The coupling housing 6, which is formed as a hollow body, contains a filter
33, which is likewise provided as a storage medium 34, in the form of an
open-pore foam and/or active carbon. On the coupling side, the liquid
store 35 formed is bounded by a water-impermeable and cleaning
agent-impermeable, air-permeable membrane 36.
The storage medium 34, which has capillary properties, may furthermore
consist of wadding, sponge, clay granules, paper or else of porous,
sintered materials or materials produced by other processes. Furthermore,
the storage medium 34 is configured in such a way that liquid droplets
located on the membrane 36 are transported away from the membrane, by the
capillary action of the storage medium 34, into the storage medium 34.

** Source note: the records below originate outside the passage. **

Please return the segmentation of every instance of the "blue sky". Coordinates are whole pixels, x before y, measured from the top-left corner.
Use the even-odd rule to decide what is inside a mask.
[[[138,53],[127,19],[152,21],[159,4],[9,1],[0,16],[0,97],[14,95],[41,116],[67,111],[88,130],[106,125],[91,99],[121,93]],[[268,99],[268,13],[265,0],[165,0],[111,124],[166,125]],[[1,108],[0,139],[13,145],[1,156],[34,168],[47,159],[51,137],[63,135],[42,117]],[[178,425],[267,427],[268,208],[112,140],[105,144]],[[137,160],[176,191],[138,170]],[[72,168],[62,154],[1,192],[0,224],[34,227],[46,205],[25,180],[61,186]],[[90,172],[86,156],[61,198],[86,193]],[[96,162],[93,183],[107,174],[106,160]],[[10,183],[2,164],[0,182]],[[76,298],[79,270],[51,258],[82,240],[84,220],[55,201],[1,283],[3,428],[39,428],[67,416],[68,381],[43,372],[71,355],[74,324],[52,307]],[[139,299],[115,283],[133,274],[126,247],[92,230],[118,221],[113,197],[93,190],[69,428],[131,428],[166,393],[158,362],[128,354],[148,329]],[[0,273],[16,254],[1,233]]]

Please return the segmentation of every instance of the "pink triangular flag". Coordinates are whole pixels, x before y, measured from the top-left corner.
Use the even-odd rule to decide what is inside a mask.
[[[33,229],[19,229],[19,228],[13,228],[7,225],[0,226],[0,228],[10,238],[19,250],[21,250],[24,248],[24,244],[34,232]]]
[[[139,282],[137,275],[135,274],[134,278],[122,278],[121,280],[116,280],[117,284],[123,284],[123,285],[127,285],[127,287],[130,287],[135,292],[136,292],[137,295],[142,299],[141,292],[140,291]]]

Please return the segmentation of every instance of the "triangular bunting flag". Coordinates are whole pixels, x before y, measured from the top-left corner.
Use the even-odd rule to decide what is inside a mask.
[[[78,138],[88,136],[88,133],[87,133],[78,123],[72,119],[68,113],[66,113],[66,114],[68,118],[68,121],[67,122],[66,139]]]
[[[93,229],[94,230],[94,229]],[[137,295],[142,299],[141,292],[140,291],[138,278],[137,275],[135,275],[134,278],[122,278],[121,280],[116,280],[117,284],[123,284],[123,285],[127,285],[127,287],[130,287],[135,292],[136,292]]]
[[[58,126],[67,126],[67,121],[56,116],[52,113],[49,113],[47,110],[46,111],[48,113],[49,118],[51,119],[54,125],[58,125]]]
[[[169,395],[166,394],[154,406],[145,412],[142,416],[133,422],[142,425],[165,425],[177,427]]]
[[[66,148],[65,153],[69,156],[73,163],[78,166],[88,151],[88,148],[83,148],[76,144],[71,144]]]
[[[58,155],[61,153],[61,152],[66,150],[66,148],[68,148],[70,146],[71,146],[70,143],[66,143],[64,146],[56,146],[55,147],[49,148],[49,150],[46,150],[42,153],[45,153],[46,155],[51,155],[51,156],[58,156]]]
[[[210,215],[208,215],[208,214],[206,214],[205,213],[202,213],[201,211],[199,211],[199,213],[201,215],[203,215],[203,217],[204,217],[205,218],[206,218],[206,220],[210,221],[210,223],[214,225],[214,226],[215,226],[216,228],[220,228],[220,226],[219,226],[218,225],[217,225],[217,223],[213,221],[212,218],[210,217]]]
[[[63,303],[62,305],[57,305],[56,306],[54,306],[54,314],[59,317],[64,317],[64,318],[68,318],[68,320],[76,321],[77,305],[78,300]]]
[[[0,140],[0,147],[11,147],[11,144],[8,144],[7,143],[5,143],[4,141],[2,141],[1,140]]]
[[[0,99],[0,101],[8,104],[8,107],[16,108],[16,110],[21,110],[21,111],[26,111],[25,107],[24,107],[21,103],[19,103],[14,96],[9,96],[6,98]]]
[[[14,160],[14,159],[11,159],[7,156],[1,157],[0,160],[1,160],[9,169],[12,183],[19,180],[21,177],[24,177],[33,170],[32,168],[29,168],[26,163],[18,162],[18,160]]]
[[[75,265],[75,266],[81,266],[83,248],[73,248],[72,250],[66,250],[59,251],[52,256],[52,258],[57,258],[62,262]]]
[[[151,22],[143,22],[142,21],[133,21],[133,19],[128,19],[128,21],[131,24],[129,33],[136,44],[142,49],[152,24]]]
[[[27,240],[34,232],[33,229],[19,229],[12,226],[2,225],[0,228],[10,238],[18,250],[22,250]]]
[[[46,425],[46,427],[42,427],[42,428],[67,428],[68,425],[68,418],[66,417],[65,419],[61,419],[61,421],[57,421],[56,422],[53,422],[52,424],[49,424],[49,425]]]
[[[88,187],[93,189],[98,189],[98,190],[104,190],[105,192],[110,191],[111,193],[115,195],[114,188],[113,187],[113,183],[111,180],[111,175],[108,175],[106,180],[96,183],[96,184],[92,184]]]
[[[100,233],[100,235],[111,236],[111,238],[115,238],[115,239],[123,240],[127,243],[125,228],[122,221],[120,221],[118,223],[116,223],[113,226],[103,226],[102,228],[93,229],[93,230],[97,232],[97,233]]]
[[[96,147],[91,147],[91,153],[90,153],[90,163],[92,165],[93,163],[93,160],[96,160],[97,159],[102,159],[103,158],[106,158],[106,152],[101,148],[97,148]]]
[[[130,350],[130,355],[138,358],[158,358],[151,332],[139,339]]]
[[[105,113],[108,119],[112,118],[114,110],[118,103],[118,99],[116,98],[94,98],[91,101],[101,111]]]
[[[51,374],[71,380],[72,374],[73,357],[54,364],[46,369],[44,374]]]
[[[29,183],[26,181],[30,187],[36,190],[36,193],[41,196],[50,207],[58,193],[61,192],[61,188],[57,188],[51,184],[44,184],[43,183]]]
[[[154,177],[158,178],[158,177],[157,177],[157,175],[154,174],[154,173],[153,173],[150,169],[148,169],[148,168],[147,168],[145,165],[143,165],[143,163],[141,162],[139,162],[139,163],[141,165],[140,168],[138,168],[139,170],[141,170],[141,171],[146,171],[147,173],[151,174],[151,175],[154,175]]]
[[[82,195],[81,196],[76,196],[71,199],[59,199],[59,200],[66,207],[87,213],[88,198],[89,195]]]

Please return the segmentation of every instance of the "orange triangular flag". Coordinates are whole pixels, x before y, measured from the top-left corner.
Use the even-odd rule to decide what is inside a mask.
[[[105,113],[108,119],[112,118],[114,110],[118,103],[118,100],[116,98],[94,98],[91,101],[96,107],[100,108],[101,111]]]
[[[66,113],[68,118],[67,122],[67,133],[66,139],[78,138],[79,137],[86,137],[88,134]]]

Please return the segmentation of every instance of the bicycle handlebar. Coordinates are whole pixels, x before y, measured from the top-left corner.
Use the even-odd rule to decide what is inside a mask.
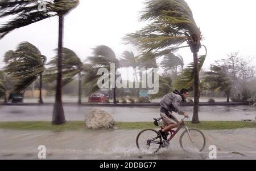
[[[187,118],[187,117],[184,117],[183,118],[181,119],[181,121],[184,121],[184,120],[185,118],[188,118],[188,119],[189,119],[189,117],[188,117],[188,118]]]

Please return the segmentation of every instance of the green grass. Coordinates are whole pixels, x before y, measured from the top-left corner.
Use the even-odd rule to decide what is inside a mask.
[[[242,121],[201,121],[192,124],[187,122],[189,127],[200,130],[224,130],[240,128],[256,128],[253,122]],[[146,128],[156,128],[152,122],[119,122],[116,126],[120,130],[142,130]],[[84,130],[86,128],[84,121],[68,121],[61,125],[53,125],[48,121],[0,122],[0,129],[20,130],[51,130],[56,131]]]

The take-up capacity of the storage medium 34 is monitored with the aid of
a capillary-optical filling level indicator 37. Provided to this end on
the upper side of the coupling housing 6 is a window 38, behind which
there is situated a capillary sensor 39 projecting into the storage medium
34 and changing colour in dependence on the liquid loading.
Alternatively, the loading state may also be registered by means of a
negative pressure switch, the negative pressure being registered on the
suction side of the membrane 36. This negative pressure increases if a
water film forms on the membrane 36. In this case, the suction of air and
liquid is automatically interrupted, with the result that it is also not
possible for liquid to drip out of the vacuum cleaner attachment 1 after
the vacuum cleaner 3 has been switched off.
The application of water or cleaning agent to the hard surface 20 to be
cleaned is effected by the capillary interstices of the bristles 22.
However, liquid is only conveyed when the bristles 22 have contact with a
surface. The conveying of liquid out of the capillary store 26 is likewise
effected by means of capillary action.
The application of liquid and the sucking up of the liquid containing dirt
is performed in one operation. The cleaning medium (preferably water,
alcohols and/or surface-active substances) is applied to the surface 20 to
be cleaned by means of the bristles 22 in amounts which, on the one hand,
ensure a good cleaning effect but, on the other hand, prevent flow due to
gravity. The amount needed for this is, according to the invention, about
3 to 10 g water per m.sup.2 of hard surface. This thus permits large hard
surfaces to be cleaned reliably with very small amounts of cleaning agent.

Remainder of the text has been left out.